Repertórios do hoje

 

Já podemos começar pelo fim, afinal o hoje impõe sua pressa característica. Os repertórios atuais oscilam entre o jocoso e o insólito. Repertórios simplistas para a atualidade complexa vieram para ficar!? Devemos nos acostumar!? A sonoridade de tais repertórios é a senha para decodificar e remodelar tudo aquilo que se pretenda. Para um perfeito suco de mundo basta agitar e experimentar. Receita para deliciar equivocados e maravilhar insolentes. No cardápio do hoje tem de tudo, salgado, azedo, picante...e seguem temperando, sem parar.

Servem à vontade infinitas possibilidades para extraordinários futuros, tudo devidamente liquidificado e amplificado. Repertórios revolucionários para que nada se pareça com o hoje estragado. Soluções para problemas inventados e muita pressa para atingir todas as metas. Torta de gente irreverente para acompanhar o suco de mundo impalatável. Embalagem vistosa para acomodar dificuldades antigas e entrega expressa, esse repertório é apetitoso e infalível para degustação. No hoje podemos experimentar tudo, só não devemos congelar para o amanhã.

No repertório incerto para o amanhã é permitido desconstruir para atrair, e depois mesclar outras fórmulas para tempos e realidades ainda mais interessantes. O enredo convidativo está em constante aprimoramento e oferece sabores improváveis. Tem um pouco de tudo misturado: o intragável cremoso, o delírio licoroso, a arrogância crocante, a espuma brilhante, tem para todos os gostos e paladares. Tem muita opinião, falta exatidão, então é sucesso garantido; para o hoje. Adicionar rapidamente um toque inusitado é uma tarefa cotidiana para esses tempos acelerados. O silêncio e a assertividade sustentável não fazem parte dos repertórios do hoje. O hoje é vocal e transitório, por sua vez, banal. Amargo e indigesto.
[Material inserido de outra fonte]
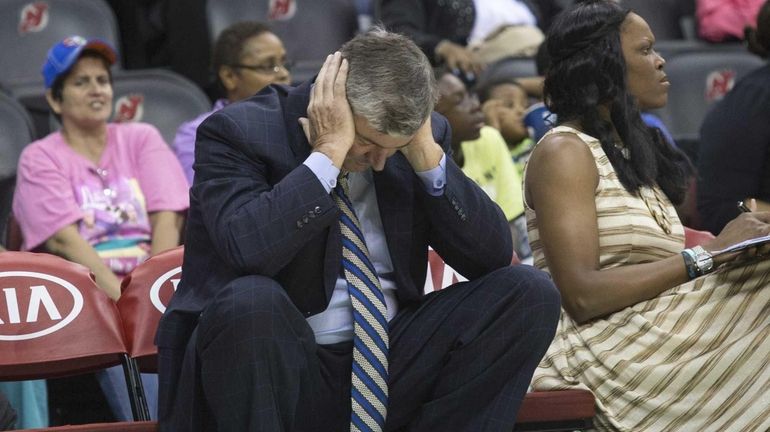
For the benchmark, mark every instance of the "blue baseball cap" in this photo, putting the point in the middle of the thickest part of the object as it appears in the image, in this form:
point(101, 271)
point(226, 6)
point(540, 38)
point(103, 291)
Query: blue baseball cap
point(63, 55)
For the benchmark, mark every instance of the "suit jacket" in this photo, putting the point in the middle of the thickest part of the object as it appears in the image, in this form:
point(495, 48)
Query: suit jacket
point(256, 209)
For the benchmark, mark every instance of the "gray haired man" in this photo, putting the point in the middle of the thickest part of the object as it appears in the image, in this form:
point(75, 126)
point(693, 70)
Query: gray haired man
point(301, 304)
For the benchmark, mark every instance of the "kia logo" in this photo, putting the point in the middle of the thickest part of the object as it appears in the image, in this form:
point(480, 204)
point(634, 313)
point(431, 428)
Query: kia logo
point(27, 302)
point(164, 287)
point(34, 17)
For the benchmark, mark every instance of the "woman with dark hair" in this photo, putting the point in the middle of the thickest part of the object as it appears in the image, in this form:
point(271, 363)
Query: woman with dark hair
point(666, 338)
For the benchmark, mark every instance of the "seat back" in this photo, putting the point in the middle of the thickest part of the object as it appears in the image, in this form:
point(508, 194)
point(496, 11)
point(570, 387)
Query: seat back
point(310, 29)
point(159, 97)
point(698, 79)
point(54, 321)
point(145, 292)
point(15, 134)
point(29, 28)
point(508, 68)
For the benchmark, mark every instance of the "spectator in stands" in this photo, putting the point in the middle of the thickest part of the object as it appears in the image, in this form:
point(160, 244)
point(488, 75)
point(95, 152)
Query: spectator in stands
point(505, 105)
point(465, 34)
point(482, 154)
point(666, 338)
point(101, 194)
point(734, 151)
point(725, 20)
point(264, 257)
point(247, 57)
Na compilação de repertórios do hoje, nuances imprecisas, anomalias inerentes e convincentes, velocidade, mistura de invólucros, e abordagens erráticas dominam o cardápio. É um tipo de serviço, ou desserviço, da modernidade; apropriado para os famintos e sedentos do hoje, que desconhecem ou não apreciam os sabores e especiarias da culinária do ontem. É uma apressada acomodação de ingredientes num prato raso e precário, mas isso não é um problema para o hoje. Se o for para mais adiante, ainda assim não cabe no fervente hoje. Talvez possa ser uma sugestão de uma polpa doce para a sobremesa, do amanhã. Quem sabe até servida numa bela taça!?